Life insurance essentially allows you to pay a little bit of your money, in order to receive, or donate, a much larger chunk of the insurance company’s money. You’re buying dollars for pennies. The effectiveness of the leverage will depend on factors such as your age, sex, health, and tobacco status, but here are a few hypothetical (though realistic examples):
- For a lump sum premium of $68,000, a 35 year old man could leave a death benefit upwards of $250,000.
- A 65 year old woman paying a $100,000 lump sum in premium could leave at least $163,000 to the charity of her choice.
- For the annual premium of $1,600, a 40 year old man could leave $100,000+ to his chosen organization.
The money you actually pay gets multiplied. Make sense?
Another feature of whole life policies is that as you pay premiums, they not only guarantee a minimum death benefit (also known as face amount) for the beneficiary of your choice, but they also accumulate a cash value. This cash value grows based on either market returns (similar to mutual funds), or at a fixed interest rate, depending on the specific product. That growth enlarges the death benefit, and, a portion of it is accessible to the owner of the policy, while the insured still lives.
So, once you have your chosen organization set as a beneficiary, you know how much you’re paying in premium, you know how much that beneficiary will receive upon your death, you’ve qualified for the coverage, and you have at least a rough idea of how that pre-death accessible cash value will grow, what next?
Donate the policy itself to the charitable organization. They’ll have access to the accumulating cash value for their operations, meaning you can see at least some of the results of your philanthropy. You’ll receive a charitable tax deduction for all premiums paid.
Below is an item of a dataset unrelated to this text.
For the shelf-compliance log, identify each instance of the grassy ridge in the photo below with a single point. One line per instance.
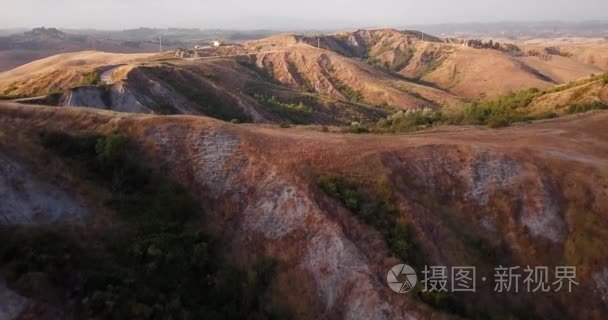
(153, 267)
And, upon your death, the organization will receive a much larger, leveraged, and completely tax-free sum of money. (Again, check laws where you live, but there’s little to no restriction on this across the United States.)
To sum up: if you’re donating money to a worthy cause, whole life insurance is a wonderful option to help you multiply that money, while retaining all the same tax advantages of conventional forms of philanthropy. Life insurance is much more than just insurance: it’s also a highly effective wealth transfer tool.